For syntactic n-grams, or n-classes, you need a reference corpus, such as a Treebank, for the particular language you are dealing with.
As far as I know, the only completed "Hindi Treebank" project is http://ltrc.iiit.ac.in/treebank_H2014/ (pre-release version). There's no mention of the license for this Treebank, so you need to check that first thing, most of all if you're thinking of commercial applications. You should also check the Hindi Dependency Treebank from http://ufal.mff.cuni.cz/hamledt/hamledt-3-treebanks.
Once you get access to the sequences of valid tags for the particular language, you can try usual approaches: HMM, CRF and what not. Might need a bit of tweaking, since you don't want to predict tags only. You probably need a mixed approach: incorporating words, lemmas, tags and possibly constituent structure in the feature set. And you might consider evaluating your machine-learning based approach against a baseline system (based on straightforward dictionary lookup + hand-coded rules).
I don't know anything about Hindi, so you need to check first if this is at all feasible. But I'm sure there are tons of papers dealing with that kind of problem: http://www.aclweb.org/aclwiki/index.php?title=Resources_for_Hindi might be a good starting point.

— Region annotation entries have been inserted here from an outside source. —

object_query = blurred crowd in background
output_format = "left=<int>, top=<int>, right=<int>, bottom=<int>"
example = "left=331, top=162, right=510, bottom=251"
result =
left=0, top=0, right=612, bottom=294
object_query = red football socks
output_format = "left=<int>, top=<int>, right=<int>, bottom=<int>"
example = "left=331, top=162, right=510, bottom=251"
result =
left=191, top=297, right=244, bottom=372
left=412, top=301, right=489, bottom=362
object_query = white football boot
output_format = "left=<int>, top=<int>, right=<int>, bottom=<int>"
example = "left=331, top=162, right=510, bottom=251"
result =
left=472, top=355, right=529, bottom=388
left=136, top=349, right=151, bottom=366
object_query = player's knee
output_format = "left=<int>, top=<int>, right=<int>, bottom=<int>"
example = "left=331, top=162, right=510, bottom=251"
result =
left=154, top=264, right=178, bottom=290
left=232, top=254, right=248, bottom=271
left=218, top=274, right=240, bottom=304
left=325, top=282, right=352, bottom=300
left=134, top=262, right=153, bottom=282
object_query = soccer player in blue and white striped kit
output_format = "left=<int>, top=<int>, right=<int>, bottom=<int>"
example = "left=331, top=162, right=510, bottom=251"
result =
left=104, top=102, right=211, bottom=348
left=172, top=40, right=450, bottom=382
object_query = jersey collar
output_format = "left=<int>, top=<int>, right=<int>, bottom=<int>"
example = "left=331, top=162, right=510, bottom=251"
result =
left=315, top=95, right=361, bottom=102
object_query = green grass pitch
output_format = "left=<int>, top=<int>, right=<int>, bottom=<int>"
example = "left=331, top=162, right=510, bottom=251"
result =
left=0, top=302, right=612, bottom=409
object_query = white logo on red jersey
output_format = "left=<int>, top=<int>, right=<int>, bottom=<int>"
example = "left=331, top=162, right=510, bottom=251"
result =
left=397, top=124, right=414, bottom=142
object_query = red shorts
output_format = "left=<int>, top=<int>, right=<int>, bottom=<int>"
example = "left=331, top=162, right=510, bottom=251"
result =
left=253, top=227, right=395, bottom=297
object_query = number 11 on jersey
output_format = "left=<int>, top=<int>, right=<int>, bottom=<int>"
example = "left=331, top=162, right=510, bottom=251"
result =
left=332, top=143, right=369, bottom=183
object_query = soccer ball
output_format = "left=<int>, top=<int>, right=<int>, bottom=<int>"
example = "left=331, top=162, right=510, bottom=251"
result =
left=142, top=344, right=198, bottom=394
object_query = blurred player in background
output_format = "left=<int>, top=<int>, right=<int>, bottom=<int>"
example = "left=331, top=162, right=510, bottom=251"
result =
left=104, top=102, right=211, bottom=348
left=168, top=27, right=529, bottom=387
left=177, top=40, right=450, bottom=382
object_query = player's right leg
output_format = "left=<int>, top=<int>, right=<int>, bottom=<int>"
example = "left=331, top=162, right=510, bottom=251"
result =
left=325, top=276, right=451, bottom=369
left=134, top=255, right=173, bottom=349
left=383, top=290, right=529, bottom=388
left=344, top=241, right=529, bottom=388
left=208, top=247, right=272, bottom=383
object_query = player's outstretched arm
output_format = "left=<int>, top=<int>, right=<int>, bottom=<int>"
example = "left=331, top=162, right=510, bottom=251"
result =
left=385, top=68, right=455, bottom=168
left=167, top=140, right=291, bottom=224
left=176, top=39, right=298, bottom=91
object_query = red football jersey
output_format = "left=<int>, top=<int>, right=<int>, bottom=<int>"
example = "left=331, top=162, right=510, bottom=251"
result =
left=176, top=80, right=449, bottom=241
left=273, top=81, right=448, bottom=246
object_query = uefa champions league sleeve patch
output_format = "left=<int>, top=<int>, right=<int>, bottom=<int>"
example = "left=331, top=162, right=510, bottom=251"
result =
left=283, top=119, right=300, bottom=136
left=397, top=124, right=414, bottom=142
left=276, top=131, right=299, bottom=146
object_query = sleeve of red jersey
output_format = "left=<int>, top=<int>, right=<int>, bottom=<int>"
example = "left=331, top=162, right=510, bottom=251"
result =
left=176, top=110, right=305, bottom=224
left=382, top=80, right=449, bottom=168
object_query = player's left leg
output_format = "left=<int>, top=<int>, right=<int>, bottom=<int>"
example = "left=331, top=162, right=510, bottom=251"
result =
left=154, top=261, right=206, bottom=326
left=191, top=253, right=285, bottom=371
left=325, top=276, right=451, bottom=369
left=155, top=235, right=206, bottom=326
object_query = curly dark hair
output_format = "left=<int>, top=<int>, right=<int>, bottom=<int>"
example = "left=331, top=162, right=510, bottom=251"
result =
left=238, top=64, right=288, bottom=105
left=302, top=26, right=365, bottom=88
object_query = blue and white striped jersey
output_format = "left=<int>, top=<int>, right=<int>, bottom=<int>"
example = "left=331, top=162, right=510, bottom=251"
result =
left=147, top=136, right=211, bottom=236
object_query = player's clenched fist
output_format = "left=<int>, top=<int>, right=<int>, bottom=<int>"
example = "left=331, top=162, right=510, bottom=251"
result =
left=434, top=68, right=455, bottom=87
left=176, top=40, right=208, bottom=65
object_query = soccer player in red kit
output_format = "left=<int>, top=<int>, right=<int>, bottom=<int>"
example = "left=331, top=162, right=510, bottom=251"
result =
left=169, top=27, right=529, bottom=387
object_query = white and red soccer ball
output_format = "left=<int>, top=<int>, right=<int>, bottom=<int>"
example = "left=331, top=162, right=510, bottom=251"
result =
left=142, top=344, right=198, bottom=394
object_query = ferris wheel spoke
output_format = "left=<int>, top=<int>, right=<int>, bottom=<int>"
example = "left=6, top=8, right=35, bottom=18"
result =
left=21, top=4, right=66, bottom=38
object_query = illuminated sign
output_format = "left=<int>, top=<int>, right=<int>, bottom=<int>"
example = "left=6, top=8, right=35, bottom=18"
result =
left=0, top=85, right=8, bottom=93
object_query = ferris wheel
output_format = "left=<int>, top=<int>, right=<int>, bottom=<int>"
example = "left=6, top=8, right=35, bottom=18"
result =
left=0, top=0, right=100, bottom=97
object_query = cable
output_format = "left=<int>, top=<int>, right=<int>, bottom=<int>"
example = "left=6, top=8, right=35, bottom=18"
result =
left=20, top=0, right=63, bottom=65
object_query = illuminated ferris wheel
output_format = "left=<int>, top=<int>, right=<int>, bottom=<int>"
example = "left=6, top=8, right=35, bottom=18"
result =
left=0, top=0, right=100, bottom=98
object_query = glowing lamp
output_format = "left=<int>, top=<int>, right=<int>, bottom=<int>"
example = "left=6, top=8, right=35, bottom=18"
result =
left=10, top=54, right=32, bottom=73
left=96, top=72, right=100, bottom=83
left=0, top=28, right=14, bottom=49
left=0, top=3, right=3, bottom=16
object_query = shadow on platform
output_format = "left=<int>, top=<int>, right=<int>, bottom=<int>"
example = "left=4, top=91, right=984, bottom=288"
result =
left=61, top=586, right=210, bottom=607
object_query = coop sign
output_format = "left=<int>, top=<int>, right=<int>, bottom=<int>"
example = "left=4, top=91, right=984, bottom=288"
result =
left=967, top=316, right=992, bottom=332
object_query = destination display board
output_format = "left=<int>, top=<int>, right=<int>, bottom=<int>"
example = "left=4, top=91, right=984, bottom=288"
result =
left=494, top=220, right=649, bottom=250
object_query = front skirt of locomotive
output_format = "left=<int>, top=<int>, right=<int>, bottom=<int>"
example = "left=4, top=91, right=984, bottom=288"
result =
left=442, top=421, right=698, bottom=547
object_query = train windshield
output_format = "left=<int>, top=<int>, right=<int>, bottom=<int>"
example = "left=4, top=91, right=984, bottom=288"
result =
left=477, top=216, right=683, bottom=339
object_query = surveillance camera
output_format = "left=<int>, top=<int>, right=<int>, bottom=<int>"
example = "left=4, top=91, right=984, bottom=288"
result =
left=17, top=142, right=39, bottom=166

The 'Syntactic N-Gram' approach might help with the problem of disambiguation depending on the context of the word. In other words, depending on the syntactical structure, the word may be being used differently. In other words, we are talking about parsing Hindi. My own opinion is that there is not much to gain here. I think that an enormous database of Hindi would be much more useful and doing what Google has done. That is, Google has found multiple patterns of word clusters whether they are n = 2,3,4,5,6 etc. If the database is big enough, you can generate millions of word patterns. However, to store those patterns in some app for a commercial purpose, that might be a bit more tricky. Or you might want to store percentages of probabilities that some word will occur after another word. Or maybe the app can learn from the user. Learn from how the user uses language.
You need a tagged corpus for training your N-Grams and build a Language Model, and then use the Language Model as a discriminative resource for word prediction.
You do not necessary need a treebank, in the sense that dependencies are not a must. What you need are Part-of-speech, lemma and morpho-synctactic information. With this info you can boost precision in prediction. We implemented this method for Italian, please see papers in my page.
For inflected languages, synctatic N-Grams can provide significative gain. In our experiments we reported up to 30% improvement of KS (Keyword Saving).